I don't think that people really understand just how serious this is.- Kevin Toyne, lawyer

"As people start to realize that revenge porn is a crime, and that revenge porn is something that you could be sued for, hopefully people will start to think twice both before sharing images and also before sharing someone's images without their consent."

'People are going to do this'

University of Manitoba law professor Karen Busby said it's an interesting case and, to the best of her knowledge, is the first claim under the Manitoba law.

She said young people sharing intimate images with each other has become commonplace, but it also happens to adults too.

"I think in this day and age, it's really hard to preach abstinence," she said of the practice. "People are going to do this." 

Those sharing sensitive images should be having conversations with their partners "about how the images will be used, what their expectations of privacy are, and what will happen to the images at the end of the relationship should it end, Busby said.

There should be a clear understanding that the images will be destroyed, she said.

"If they share these images, they could get into a lot of trouble."

In addition to the civil lawsuit, Roque has also filed a criminal complaint against Peters, which is being investigated by RCMP.

Text message threats

Roque said it was in the early months of 2017 when she got her first inkling that the images had not been deleted by the police officer after their relationship ended.

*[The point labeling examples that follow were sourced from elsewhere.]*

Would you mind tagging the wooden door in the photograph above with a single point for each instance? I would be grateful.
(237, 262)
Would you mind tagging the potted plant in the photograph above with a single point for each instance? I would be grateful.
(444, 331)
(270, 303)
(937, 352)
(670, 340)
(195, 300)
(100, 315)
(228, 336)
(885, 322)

That's when Roque says she started getting numerous text messages from Peters "confirming the non-consensual distribution of the intimate images and threatening further distribution," the statement of claim says. 

The non-consensual distribution of the images was an "act of revenge and retaliation" against Roque for her brief relationship with the officer, the claim says — an allegation specifically denied by the defence. The claim does not name the male officer Roque was involved with.

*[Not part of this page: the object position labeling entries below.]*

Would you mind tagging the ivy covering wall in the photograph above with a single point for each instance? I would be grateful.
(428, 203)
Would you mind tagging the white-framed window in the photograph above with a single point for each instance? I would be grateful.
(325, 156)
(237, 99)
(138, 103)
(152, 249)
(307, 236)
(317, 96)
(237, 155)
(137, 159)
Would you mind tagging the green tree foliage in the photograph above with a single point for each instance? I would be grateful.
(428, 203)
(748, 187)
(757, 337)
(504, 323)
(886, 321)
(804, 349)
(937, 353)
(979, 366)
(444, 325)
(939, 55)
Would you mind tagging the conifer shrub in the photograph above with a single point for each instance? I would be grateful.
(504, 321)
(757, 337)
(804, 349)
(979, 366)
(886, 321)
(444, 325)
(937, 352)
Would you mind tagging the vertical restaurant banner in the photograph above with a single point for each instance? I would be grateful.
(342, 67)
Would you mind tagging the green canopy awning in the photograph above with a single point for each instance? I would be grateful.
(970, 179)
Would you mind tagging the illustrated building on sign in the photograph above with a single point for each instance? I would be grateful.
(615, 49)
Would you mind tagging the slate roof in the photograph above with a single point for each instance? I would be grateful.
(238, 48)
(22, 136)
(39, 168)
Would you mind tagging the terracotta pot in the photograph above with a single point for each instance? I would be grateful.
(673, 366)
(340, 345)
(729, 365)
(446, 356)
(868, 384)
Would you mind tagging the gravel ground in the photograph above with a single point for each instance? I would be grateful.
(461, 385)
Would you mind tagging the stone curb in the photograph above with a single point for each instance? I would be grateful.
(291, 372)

Peters's draft statement of defence denies she distributed the images but says that if any distribution occurred, it was "for the public good and in the public interest."

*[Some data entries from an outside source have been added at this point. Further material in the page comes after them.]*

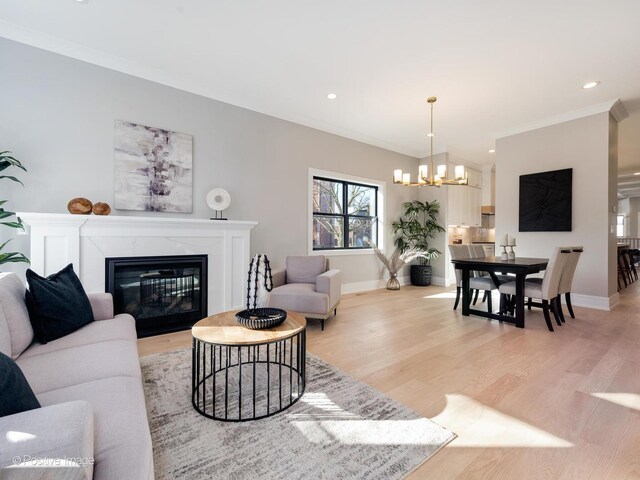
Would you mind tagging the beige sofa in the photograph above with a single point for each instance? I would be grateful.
(307, 286)
(89, 385)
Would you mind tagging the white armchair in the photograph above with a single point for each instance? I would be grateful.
(308, 287)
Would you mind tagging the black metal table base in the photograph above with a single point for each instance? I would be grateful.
(236, 383)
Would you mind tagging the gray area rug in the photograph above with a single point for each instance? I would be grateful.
(341, 428)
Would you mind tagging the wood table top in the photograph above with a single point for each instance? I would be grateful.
(497, 264)
(222, 329)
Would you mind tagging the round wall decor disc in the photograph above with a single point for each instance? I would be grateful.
(218, 199)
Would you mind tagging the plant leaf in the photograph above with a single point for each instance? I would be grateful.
(13, 224)
(12, 178)
(13, 257)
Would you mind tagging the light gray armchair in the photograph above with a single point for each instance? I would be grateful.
(308, 287)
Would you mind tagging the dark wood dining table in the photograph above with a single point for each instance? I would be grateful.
(520, 266)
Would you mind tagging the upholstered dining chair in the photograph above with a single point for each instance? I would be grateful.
(566, 280)
(308, 287)
(546, 289)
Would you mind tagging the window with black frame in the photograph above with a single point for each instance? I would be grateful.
(345, 214)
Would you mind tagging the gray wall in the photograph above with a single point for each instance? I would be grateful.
(588, 146)
(57, 116)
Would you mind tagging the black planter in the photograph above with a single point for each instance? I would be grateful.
(421, 275)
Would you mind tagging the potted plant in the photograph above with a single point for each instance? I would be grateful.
(417, 225)
(394, 263)
(6, 161)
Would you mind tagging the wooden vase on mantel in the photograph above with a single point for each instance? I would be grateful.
(393, 283)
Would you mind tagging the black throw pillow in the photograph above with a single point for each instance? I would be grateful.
(15, 393)
(58, 305)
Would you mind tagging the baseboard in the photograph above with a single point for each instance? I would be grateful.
(590, 301)
(357, 287)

The defence alleges the intimate images had been shared previously by officers and therefore Roque cannot claim the images were confidential. It is not specified which officers shared the images.

Complaint about Brandon police

Roque is also unhappy with the way Brandon police handled the issue. 

She said she learned through documents released to her under freedom of information laws that rather than treating the photographs as evidence in a possible crime, Brandon police destroyed the USB drive that held the images.

A copy of handwritten notes from a senior officer said the drive was smashed to pieces with a hammer and also that electronic files were deleted from a police computer.  

The Independent Investigation Unit of Manitoba, which looks into serious incidents involving police officers in the province, told CBC News it has completed an investigation into allegations of conduct and criminal offences against the Brandon Police Service connected to Roque's case.

The allegations included obstruction of justice.

Revenge porn's latest victim is a young Canadian police officer, who is coming forward after images she shared with another officer were made public. Brittany Roque believed the photos had been destroyed, but two years later they were sent to a potential employer. Roque has launched a civil suit that will test a new Manitoba law that helps victims of revenge porn sue those who share their images without consent. 2:52

The IIU says it won't make its report public until the RCMP has concluded its investigation.

"The statement of claim contains certain allegations about the Brandon Police Service and its personnel which the Brandon Police Service disputes and says are inaccurate," Brandon police Chief Wayne Balcaen told CBC News in an email. Balcaen said he has not seen the intimate images and did not distribute them.

Roque's lawyer said his client has also filed complaints with the Law Enforcement Review Agency (LERA) regarding the conduct of four senior officers on Balcaen's force. 

LERA commissioner Max Churley told CBC News the agency received a complaint last July and closed the file in February, but it will not divulge the outcome until the findings of the IIU and RCMP investigations are finalized.